The contest in many senses felt over as soon as U.S. Rep. Val Demings announced she would challenge Republican incumbent U.S. Sen. Marco Rubio.

A former Orlando Police Chief, a short list running mate contender for Joe Biden’s presidential campaign and one of the House managers for the first impeachment of Donald Trump, her entry inspired immediate excitement.

U.S. Rep. Stephanie Murphy quickly decided not to run herself, apparently determining it would be difficult if not impossible to defeat Demings for the nomination. Other challengers eventually reached the same conclusion, including former U.S. Rep. Alan Grayson, former congressional candidate Allen Ellison or Miami City Commissioner Ken Russell, who all chose to run for U.S. House seats instead.

But Demings wasn’t just handed the nomination either. On Aug. 23, she faces three other Democrats: Ricardo de la FuenteBrian Rush and William Sanchez.

Sanchez, a lawyer and son of Cuban immigrants, has proven the most successful fundraiser among Democrats not named “Val.” He has raised more than $260,000 for the state run through Aug. 3. That’s nothing compared to the nearly $48 million raised by Demings, but he’s been able to pour six figures into the race to reach Democratic voters ahead of the Primary vote. Before running, he co-founded nonprofit groups such as City Kids Inc. and the Philippine Charities Foundation — and now wants to make a difference in Washington.

“I want to be part of the new movement that is bringing in progressive change,” Sanchez said in a video that launched his campaign last year.
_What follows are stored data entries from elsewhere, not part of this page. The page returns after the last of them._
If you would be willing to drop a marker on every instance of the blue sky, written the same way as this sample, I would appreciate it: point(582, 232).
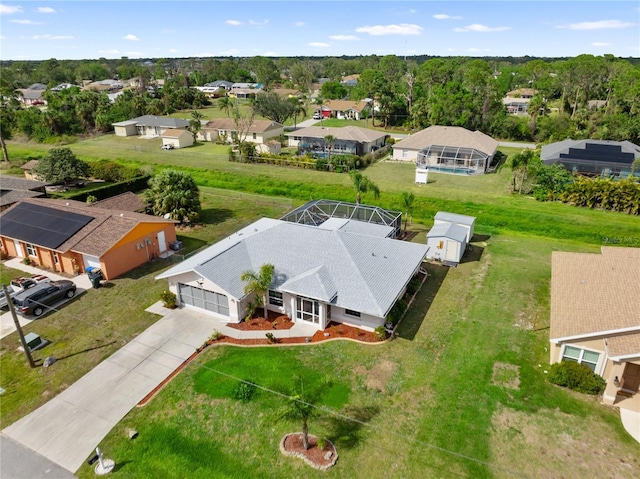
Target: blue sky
point(36, 30)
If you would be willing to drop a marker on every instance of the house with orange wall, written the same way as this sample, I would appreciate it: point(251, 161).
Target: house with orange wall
point(70, 236)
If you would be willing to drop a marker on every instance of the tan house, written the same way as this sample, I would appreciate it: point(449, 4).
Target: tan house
point(175, 138)
point(595, 318)
point(227, 131)
point(70, 236)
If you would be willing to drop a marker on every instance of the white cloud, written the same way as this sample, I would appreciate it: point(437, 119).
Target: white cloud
point(401, 29)
point(477, 27)
point(26, 22)
point(9, 9)
point(48, 36)
point(343, 37)
point(444, 16)
point(599, 25)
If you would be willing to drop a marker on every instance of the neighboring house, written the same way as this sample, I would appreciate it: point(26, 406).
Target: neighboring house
point(449, 237)
point(13, 189)
point(592, 157)
point(225, 129)
point(148, 125)
point(70, 236)
point(344, 109)
point(595, 317)
point(177, 138)
point(448, 149)
point(27, 169)
point(351, 140)
point(343, 270)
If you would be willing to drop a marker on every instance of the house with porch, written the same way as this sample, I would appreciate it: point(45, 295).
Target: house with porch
point(335, 268)
point(352, 140)
point(69, 236)
point(595, 318)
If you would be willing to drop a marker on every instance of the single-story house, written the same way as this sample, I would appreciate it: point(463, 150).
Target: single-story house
point(352, 140)
point(322, 274)
point(595, 317)
point(344, 109)
point(149, 125)
point(592, 157)
point(177, 138)
point(13, 189)
point(448, 149)
point(259, 131)
point(70, 236)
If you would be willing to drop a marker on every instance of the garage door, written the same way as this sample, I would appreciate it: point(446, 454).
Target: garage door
point(203, 299)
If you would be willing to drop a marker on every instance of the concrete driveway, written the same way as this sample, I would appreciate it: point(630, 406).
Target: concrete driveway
point(68, 428)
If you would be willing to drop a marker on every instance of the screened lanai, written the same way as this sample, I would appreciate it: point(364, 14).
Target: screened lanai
point(453, 159)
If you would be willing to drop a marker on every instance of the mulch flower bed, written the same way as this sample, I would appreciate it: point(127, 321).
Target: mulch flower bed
point(323, 459)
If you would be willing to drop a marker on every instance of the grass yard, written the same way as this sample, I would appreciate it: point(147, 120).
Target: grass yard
point(99, 322)
point(457, 394)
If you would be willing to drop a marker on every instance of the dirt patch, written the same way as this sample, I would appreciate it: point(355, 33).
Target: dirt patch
point(506, 375)
point(558, 445)
point(378, 376)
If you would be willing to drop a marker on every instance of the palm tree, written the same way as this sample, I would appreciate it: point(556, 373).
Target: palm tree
point(407, 202)
point(362, 184)
point(259, 283)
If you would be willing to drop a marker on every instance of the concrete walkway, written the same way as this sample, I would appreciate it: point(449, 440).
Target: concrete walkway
point(7, 326)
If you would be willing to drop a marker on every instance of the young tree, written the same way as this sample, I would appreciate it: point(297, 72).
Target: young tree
point(362, 184)
point(259, 283)
point(61, 166)
point(174, 193)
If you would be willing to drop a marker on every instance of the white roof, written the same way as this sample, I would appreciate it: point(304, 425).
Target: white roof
point(356, 271)
point(455, 218)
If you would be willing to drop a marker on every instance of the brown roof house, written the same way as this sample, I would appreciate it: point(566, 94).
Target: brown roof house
point(70, 236)
point(595, 318)
point(227, 131)
point(448, 149)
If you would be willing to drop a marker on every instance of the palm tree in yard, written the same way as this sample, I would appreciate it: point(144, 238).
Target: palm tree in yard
point(259, 283)
point(362, 184)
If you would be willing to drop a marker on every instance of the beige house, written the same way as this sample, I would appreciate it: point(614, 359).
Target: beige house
point(226, 129)
point(175, 138)
point(595, 318)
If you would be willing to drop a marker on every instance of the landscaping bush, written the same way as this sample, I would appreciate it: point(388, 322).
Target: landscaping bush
point(577, 377)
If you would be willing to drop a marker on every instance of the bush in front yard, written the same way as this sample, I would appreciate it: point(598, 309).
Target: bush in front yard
point(577, 377)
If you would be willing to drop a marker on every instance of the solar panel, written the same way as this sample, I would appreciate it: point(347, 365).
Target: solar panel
point(41, 225)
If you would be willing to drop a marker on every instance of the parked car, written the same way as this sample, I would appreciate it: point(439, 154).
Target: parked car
point(17, 285)
point(36, 299)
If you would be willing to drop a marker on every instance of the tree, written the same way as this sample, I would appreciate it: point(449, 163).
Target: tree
point(363, 185)
point(61, 166)
point(174, 193)
point(407, 203)
point(259, 283)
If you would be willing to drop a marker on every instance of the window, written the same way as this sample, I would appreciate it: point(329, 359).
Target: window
point(275, 298)
point(582, 356)
point(31, 250)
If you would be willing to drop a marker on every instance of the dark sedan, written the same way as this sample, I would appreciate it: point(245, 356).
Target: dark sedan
point(37, 300)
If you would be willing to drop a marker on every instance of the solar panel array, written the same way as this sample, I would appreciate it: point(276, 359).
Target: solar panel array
point(41, 225)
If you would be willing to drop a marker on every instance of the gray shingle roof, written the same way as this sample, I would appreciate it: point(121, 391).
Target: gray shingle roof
point(367, 273)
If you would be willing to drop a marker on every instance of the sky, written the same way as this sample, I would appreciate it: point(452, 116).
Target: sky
point(90, 29)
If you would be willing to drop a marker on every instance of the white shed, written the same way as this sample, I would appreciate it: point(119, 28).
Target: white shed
point(447, 243)
point(467, 222)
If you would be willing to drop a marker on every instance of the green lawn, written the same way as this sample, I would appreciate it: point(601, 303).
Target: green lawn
point(99, 322)
point(411, 407)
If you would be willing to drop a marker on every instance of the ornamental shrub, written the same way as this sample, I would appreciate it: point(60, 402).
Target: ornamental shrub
point(577, 377)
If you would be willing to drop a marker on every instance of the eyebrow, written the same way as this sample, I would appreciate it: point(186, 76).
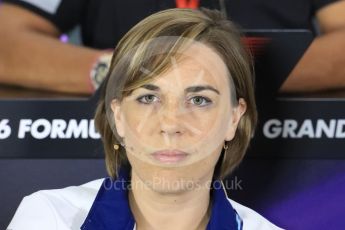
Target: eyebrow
point(191, 89)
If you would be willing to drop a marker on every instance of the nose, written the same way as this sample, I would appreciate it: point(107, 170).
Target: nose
point(171, 123)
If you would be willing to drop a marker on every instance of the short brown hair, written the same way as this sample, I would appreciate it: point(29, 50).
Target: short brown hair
point(206, 26)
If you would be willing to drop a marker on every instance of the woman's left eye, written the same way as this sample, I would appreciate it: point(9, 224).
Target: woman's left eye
point(147, 99)
point(200, 101)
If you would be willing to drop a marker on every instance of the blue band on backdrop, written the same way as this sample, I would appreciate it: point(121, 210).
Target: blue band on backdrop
point(111, 209)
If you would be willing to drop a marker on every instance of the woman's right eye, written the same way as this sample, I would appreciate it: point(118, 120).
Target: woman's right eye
point(147, 99)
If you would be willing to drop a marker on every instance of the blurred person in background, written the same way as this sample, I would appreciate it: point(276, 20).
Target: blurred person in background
point(31, 54)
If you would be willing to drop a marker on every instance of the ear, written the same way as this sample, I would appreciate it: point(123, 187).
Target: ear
point(118, 117)
point(235, 118)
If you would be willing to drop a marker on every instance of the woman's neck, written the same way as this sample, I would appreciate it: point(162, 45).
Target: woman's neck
point(183, 210)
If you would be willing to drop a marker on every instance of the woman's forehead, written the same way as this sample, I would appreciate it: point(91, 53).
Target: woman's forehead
point(196, 65)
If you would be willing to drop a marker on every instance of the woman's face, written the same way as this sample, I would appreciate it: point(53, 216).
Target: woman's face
point(174, 127)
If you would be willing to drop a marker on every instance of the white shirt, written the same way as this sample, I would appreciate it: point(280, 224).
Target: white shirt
point(67, 208)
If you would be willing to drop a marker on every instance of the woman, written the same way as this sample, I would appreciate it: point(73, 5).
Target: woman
point(176, 115)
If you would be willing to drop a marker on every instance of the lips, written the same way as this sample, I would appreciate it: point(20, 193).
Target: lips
point(169, 156)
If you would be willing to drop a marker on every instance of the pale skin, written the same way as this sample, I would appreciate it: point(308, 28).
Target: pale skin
point(176, 196)
point(29, 45)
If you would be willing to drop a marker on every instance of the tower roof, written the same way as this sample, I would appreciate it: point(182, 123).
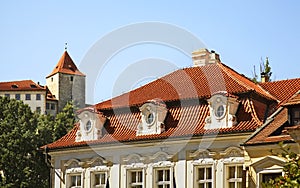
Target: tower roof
point(66, 65)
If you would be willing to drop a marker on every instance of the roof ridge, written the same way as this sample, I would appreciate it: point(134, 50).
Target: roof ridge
point(272, 82)
point(268, 121)
point(266, 94)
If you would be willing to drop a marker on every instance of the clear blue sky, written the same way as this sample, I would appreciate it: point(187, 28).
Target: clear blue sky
point(33, 33)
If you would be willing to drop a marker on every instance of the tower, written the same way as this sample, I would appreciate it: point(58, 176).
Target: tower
point(67, 83)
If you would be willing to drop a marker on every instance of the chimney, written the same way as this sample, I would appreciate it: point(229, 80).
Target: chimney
point(203, 57)
point(264, 77)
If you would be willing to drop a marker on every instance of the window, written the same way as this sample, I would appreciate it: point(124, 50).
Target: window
point(100, 180)
point(7, 95)
point(38, 109)
point(234, 176)
point(267, 176)
point(203, 176)
point(163, 178)
point(75, 181)
point(38, 97)
point(27, 97)
point(135, 178)
point(18, 96)
point(296, 116)
point(52, 106)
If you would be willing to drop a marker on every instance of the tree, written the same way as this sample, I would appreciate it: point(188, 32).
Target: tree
point(265, 69)
point(64, 121)
point(22, 133)
point(291, 169)
point(20, 160)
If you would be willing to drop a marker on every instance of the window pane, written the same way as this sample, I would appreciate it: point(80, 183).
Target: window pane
point(140, 176)
point(239, 171)
point(103, 178)
point(97, 179)
point(200, 173)
point(231, 185)
point(239, 185)
point(78, 180)
point(27, 97)
point(209, 185)
point(208, 173)
point(167, 175)
point(73, 180)
point(38, 96)
point(160, 174)
point(231, 173)
point(133, 177)
point(18, 96)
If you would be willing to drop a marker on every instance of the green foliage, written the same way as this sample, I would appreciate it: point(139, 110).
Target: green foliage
point(64, 121)
point(291, 169)
point(22, 133)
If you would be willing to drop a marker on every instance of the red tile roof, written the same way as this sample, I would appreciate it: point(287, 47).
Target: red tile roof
point(264, 134)
point(191, 84)
point(295, 99)
point(66, 65)
point(22, 85)
point(183, 121)
point(282, 90)
point(195, 82)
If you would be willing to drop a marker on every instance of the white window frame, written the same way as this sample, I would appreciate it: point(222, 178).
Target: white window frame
point(74, 172)
point(135, 167)
point(165, 165)
point(267, 171)
point(98, 170)
point(236, 179)
point(203, 163)
point(129, 175)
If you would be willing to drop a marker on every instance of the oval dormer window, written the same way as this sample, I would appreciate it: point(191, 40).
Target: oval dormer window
point(220, 111)
point(150, 118)
point(88, 125)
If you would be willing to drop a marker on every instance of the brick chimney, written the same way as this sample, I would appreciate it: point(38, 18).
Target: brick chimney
point(264, 77)
point(203, 57)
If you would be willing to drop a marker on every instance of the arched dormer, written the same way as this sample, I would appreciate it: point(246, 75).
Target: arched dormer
point(222, 108)
point(153, 115)
point(91, 125)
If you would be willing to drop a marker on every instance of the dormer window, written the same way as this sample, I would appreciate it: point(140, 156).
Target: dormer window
point(222, 109)
point(153, 115)
point(90, 125)
point(295, 116)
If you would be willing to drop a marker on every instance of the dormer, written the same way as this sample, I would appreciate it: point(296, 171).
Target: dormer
point(153, 114)
point(90, 125)
point(222, 110)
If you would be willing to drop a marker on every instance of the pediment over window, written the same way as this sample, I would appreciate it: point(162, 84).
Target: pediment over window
point(222, 110)
point(91, 125)
point(153, 115)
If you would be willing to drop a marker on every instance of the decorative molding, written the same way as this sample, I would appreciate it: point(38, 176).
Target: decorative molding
point(202, 153)
point(90, 125)
point(133, 158)
point(160, 156)
point(153, 115)
point(97, 161)
point(232, 152)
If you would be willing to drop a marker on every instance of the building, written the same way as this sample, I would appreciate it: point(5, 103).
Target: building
point(26, 90)
point(65, 83)
point(203, 126)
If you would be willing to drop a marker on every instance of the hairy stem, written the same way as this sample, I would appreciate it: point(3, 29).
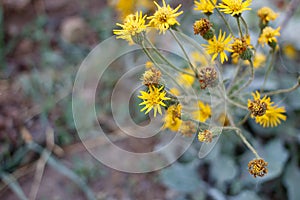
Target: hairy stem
point(269, 69)
point(249, 80)
point(243, 138)
point(184, 52)
point(239, 26)
point(223, 18)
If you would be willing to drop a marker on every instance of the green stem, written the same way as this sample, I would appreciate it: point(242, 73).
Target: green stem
point(223, 18)
point(269, 69)
point(166, 60)
point(239, 26)
point(234, 78)
point(245, 24)
point(184, 52)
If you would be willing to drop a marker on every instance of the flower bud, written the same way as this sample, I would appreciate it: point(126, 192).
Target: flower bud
point(207, 77)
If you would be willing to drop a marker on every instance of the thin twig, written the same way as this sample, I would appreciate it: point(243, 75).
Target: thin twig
point(223, 18)
point(291, 9)
point(184, 52)
point(282, 90)
point(243, 138)
point(249, 80)
point(41, 164)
Brian Rush, a former state Representative, rose to Majority Whip in the Florida House. While in state government, he championed public education, and served as Vice Chair of the House K-12 Education Committee. His family was long active in the St. Petersburg community.

His campaign has gone openly negative against Demings, calling her “out of touch” and criticizing a voting record he said contributed to inflation. “We need a change in Congress and a new direction to fight rising prices,” Rush said in an online digital video. But having raised just over $46,000 for the statewide campaign up until Aug. 3, he has limited means to put his messaging in front of voters.

Meanwhile, de la Fuente has reported no fundraising over the court of the race. He may be able to borrow a little name recognition from his father, Rocky de la Fuente, who has repeatedly run for Senate in Florida and other states, and even made a bid for President in 2016 and 2020. A long list of campaigns never resulted in a similar list of wins, but at least the family name has appeared in front of voters plenty of times.

Like his father, Ricky de la Fuente has run for federal office in multiple states before including Florida, California and Texas, according to the Austin American-Statesman.

“While Florida will continue to face challenges in extreme weather events, affordable health care for all, and meaningful well-paying job creation, I am prepared to defy both the odds and the political structures to fight together for the future of every Floridian,” he wrote on his website.

But the contest remains Demings’ to lose. She’s massively outraised all Democratic competitors and has already built up a national network of supporters and a profile to match.

Additionally, polls show her to be increasingly competitive against Rubio. Two polls published this month, one from Change Research and another from Clarity Campaign Labs, showed her even with Rubio among likely voters, and a University of North Florida even showed her 4 percentage points up.